Indeed, Equality Maine has used this strategy in the past to great effect: in 2005, after Maine voters suspended a non-discrimination bill that had been passed by the state legislature through a people’s veto, Equality Maine lobbied against a referendum that would have formalized the veto. They won—55 percent to 45 percent.

In 2012, Maine legalized same-sex marriage by popular vote, with 53 percent in favor.

Given public opinion polling on the conversion therapy, there’s a strong chance Equality Maine would be able to ban the medically-discredited practice via the voters.

Pew Research Center data [PDF] shows that the share of Americans who believe sexual orientation can be changed has declined from 42 percent in 2003 to 33 percent in 2015, while the proportion believing that sexual orientation is fixed has increased from 42 percent to 60 percent over the same time period.

A 2014 YouGov poll that asked specifically about conversion therapy painted an even more optimistic picture, finding that only eight percent of Americans believe that it can successfully change a person’s sexual orientation.
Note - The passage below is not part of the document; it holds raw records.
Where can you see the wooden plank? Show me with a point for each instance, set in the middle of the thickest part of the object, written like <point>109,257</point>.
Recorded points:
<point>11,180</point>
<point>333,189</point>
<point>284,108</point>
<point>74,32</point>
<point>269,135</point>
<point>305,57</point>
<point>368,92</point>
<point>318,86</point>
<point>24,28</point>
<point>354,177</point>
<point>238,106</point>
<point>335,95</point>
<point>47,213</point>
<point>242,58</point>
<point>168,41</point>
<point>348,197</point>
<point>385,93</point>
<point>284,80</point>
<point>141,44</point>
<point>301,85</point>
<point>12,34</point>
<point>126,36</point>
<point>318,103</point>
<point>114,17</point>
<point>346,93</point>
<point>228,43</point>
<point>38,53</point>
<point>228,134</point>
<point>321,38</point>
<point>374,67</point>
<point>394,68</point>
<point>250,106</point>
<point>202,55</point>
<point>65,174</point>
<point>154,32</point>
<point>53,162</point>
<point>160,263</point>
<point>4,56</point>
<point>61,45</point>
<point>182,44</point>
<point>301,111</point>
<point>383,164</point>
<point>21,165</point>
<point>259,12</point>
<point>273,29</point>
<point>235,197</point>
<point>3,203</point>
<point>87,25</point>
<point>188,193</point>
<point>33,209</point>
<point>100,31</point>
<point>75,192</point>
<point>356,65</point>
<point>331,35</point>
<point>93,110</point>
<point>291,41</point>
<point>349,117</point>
By contrast, 63 percent said that it could not.

“For most people, it’s complete common sense,” Moonen told The Daily Beast. “It’s only when you get in state capitols that those folks lose common sense. We know that we would have overwhelming support here among the voters.”

Maine is currently one of the last holdouts in New England on banning conversion therapy.

In 2016, Vermont passed a law making it illegal to practice conversion therapy on minors. Connecticut and Rhode Island continued the trend in 2017 and New Hampshire successfully passed a ban this June.

That same month, the Massachusetts House of Representatives voted 137-14 in favor of a ban, as the AP reported—but the bill must now clear the Senate and be signed by Republican Governor Charlie Baker.

All of the states that have prohibited conversion therapy so far have done so through their legislatures, which means that if Equality Maine uses their ballot box strategy—and succeeds—Maine would become the first state to ban it through popular vote.

A conversion therapy ban is also a noticeable hole in Maine’s otherwise strong legislative protections for LGBT people.

Maine has had discrimination protections for both sexual orientation and gender identity since 2005—and hate crime legislation covering sexual orientation since 1993.

The Movement Advancement Project, which categorizes states based on their LGBT policy with descriptors ranging from “negative” to “low” to “high,” places Maine in that final camp, along with only 16 other states.

“We’ve had good progress and been one of the front-running states on [LGBT] issues in the past—and we would have loved to have been one of those again on conversion therapy,” said Moonen. “But because of this veto we’re falling behind many other states.”

Of course, there’s a strong chance that Maine could ban conversion therapy as early as next year—one way or another.

“We would love to just win a friendly governor,” Moonen said. “That would be way easier and way less expensive. But there’s only so long you can wait if politicians are ignoring you before you’ve got to consider other options.”